According to his award nomination letter, the project will provide a very significant cost savings for GE Aircraft Engines.
"I can't figure out why anybody would not co-op, given the opportunity to do so," observes Osborne, a 1998 graduate of Findlay High School. "Most people who co-op get some sort of connection to find a job."
By co-oping through UC's Carl H. Lindner Jr. Honors-PLUS Business Scholarship Program, Osborne has sampled work life, with pay, at Chiquita Brands International Inc.'s corporate purchasing department, as well as in several different areas within GE Aircraft Engines. He also gained an international perspective by participating in an Honors-PLUS program that took him to visit more than a dozen companies and business executives in Europe, as well as NATO and the European Community headquarters.

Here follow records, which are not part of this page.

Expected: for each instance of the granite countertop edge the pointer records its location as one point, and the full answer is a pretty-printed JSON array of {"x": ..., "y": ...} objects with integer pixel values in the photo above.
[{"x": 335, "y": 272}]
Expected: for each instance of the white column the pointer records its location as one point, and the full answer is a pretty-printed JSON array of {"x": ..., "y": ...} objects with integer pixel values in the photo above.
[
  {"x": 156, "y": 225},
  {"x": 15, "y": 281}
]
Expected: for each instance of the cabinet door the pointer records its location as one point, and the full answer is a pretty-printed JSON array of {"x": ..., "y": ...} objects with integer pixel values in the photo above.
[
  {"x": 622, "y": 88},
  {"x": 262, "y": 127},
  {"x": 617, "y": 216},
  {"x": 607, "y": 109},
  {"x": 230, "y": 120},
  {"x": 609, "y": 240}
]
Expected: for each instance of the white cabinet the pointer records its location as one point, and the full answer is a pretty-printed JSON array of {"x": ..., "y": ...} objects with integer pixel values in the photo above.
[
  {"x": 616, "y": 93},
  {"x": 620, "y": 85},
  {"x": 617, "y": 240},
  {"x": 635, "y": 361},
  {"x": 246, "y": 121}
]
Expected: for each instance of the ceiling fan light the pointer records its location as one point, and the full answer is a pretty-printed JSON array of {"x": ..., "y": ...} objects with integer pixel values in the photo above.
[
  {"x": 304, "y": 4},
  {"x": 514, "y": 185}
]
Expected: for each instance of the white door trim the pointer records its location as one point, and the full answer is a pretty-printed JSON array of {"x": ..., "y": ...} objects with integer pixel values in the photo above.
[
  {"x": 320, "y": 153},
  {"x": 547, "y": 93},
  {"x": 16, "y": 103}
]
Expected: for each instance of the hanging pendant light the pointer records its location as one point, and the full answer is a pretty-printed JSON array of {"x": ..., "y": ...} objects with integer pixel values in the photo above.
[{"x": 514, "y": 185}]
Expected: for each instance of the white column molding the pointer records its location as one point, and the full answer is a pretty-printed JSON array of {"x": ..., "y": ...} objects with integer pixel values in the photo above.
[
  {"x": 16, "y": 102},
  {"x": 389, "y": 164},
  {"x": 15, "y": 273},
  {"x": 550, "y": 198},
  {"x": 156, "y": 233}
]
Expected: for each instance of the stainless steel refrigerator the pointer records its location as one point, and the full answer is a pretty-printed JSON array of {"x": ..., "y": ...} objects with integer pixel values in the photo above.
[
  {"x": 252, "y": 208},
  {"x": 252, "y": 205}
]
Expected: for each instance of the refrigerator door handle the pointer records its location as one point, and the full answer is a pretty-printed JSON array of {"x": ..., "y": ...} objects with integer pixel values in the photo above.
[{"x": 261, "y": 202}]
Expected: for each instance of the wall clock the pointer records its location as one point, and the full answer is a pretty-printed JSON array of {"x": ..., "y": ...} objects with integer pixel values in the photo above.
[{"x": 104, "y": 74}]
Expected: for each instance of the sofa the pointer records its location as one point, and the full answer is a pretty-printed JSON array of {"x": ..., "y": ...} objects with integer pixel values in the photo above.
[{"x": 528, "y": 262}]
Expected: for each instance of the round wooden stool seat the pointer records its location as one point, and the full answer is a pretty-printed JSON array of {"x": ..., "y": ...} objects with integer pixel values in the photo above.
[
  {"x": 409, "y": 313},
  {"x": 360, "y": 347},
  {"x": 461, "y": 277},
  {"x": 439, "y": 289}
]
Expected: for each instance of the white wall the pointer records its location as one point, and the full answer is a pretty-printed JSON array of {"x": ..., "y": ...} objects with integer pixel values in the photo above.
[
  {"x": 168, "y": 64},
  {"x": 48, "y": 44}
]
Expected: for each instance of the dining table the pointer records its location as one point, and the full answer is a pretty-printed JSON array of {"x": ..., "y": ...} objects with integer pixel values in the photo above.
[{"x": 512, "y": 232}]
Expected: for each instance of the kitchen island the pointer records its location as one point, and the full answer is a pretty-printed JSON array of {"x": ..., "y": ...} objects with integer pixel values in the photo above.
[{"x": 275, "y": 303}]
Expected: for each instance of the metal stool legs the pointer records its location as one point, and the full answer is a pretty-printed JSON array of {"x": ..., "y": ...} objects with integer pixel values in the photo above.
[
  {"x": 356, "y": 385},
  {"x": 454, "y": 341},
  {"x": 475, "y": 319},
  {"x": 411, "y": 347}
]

"Overall, I would rate my educational experience at UC as great! I have had the opportunity to really get involved and take advantage of some phenomenal programs that I don't think I would have found at other schools," Osborne said.
In between his part-time job at the UC College of Law library, his co-op jobs and his studies, Osborne still finds time for another powerful influence in his life: Boy Scouting. In 1998, he earned his Eagle Scout, a level achieved by less than 2 percent of scouts. This feat required to him undertake a series of requirements, including earning 21 merit badges and completing a significant service project. Osborne chose to complete his project work at a local volunteer run recycling center.

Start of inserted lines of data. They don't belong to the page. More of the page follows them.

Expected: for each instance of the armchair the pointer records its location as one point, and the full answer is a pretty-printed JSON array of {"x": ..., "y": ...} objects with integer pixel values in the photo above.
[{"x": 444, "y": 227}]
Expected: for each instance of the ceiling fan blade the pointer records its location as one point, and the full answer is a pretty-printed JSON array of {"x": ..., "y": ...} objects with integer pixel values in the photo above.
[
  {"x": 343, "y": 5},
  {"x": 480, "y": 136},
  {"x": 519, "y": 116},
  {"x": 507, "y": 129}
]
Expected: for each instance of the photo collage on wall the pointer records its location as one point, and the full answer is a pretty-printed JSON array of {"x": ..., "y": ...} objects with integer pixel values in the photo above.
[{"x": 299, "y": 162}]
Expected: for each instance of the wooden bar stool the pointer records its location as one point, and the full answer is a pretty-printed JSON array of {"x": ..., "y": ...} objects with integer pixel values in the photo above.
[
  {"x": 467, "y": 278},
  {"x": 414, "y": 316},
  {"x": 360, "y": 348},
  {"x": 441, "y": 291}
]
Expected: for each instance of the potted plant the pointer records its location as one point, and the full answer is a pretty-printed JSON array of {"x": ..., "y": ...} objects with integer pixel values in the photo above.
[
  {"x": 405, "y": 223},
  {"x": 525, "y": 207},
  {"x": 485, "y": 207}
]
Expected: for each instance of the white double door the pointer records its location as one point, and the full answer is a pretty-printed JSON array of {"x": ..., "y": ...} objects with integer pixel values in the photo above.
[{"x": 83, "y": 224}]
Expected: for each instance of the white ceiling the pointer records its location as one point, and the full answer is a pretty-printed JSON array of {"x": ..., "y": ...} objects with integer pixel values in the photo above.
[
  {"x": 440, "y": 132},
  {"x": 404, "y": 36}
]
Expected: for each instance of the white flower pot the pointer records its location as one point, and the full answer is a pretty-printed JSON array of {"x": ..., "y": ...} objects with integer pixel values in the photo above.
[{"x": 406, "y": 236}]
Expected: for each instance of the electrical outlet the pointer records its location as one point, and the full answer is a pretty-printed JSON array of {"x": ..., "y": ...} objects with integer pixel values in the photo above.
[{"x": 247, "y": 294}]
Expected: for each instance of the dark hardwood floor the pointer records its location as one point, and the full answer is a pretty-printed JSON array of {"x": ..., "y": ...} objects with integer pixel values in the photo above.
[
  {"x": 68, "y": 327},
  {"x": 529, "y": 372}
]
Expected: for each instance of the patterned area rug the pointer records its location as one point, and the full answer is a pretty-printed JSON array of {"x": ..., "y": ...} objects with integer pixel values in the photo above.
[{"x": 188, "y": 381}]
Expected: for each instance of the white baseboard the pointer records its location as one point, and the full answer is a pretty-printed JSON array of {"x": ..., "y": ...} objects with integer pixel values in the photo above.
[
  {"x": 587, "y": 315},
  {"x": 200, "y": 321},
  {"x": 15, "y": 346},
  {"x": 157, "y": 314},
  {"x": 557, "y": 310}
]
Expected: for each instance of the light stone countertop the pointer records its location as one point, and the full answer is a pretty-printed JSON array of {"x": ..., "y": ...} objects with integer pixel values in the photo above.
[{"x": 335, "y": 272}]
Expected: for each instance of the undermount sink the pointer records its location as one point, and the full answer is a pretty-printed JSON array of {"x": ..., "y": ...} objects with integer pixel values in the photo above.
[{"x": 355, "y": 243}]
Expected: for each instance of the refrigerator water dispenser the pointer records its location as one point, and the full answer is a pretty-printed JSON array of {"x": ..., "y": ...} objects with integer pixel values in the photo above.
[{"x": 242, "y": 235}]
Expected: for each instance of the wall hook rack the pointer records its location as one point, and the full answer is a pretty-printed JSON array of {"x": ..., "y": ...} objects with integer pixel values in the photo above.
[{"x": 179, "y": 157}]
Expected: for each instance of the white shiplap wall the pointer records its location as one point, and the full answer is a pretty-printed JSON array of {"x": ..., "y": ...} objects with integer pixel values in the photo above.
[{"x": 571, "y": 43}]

In Cincinnati's Clifton neighborhood near campus, he continues to serve as an assistant scoutmaster with Troop 161. "It gives me the opportunity to give back to the organization from which I learned so much," said Osborne, who also finds time to give UC campus ours through Admissions for prospective students and is serving his second year as president of the CBA Tribunal.
When it comes to his other hobby - the one with the reptiles - Osborne tries to use some of the same common sense that Boy Scouting has taught him. He makes sure he never handles the largest boa, Jaba, alone. He doesn't put the snake around his neck either. "It would be capable of killing me, pretty quickly. I always have a friend watch out," he said. "Generally a snake doesn't bite you unless it's self defense or he thinks you're a food item. Generally speaking, I'm not seen as a food item."

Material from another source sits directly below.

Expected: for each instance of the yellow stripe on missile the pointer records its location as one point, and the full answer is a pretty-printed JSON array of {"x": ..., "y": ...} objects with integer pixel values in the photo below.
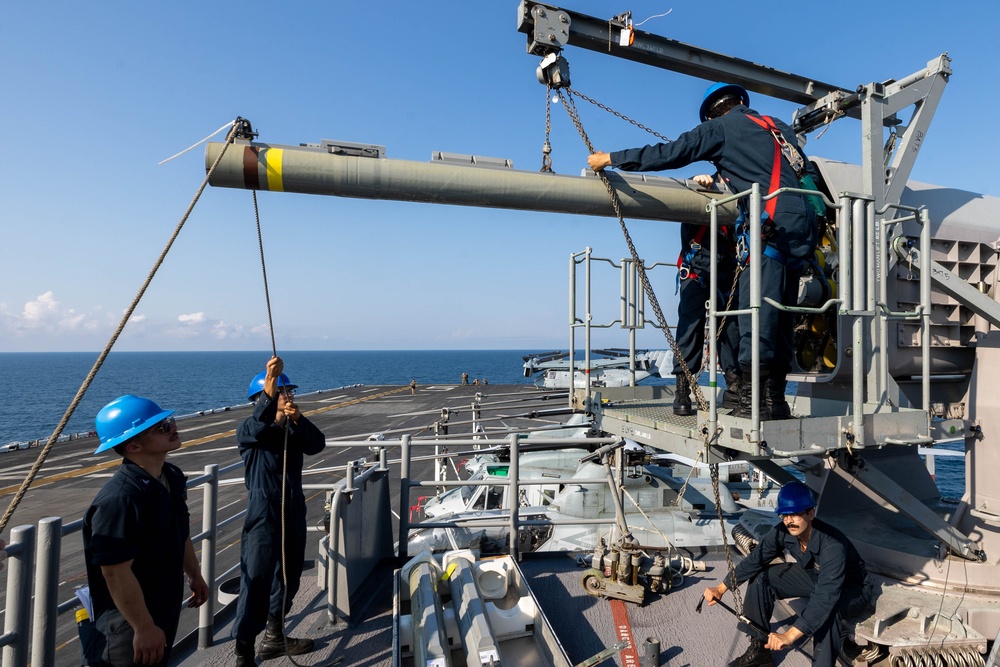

Despite his unappetizing appearance, Osborne was once bitten by his smallest snake. He feeds the little serpent dead mice, but in order to entice the snake to eat, the deceased mouse must appear to be alive. This requires that Osborne dangle the rodent on tongs to create motion. When one mouse fell off the tongs into the boa's box, Osborne couldn't leave it there because the mouse would not have been eaten. So the snake keeper reached in to pick it up. Pentheus got confused and zapped his owner on his knuckles. Fortunately there was no venom to worry about.
The ball python once escaped from his cage while Osborne was at work and his roommate located it, wrapped around a warm part of the refrigerator: the compressor. Since he didn't want his roommate to risk getting bitten, Osborne was obliged to tell the vice president at Chiquita that he had to leave work early because he had "a snake in my fridge."
Although Osborne is somewhat saddened about parting from his collection of reptiles, he admits it's not quite like saying good-bye to a dog or a cat. "I enjoy them because they are generally low maintenance, and they are very unique, but I don't think they show affection like your average house pet."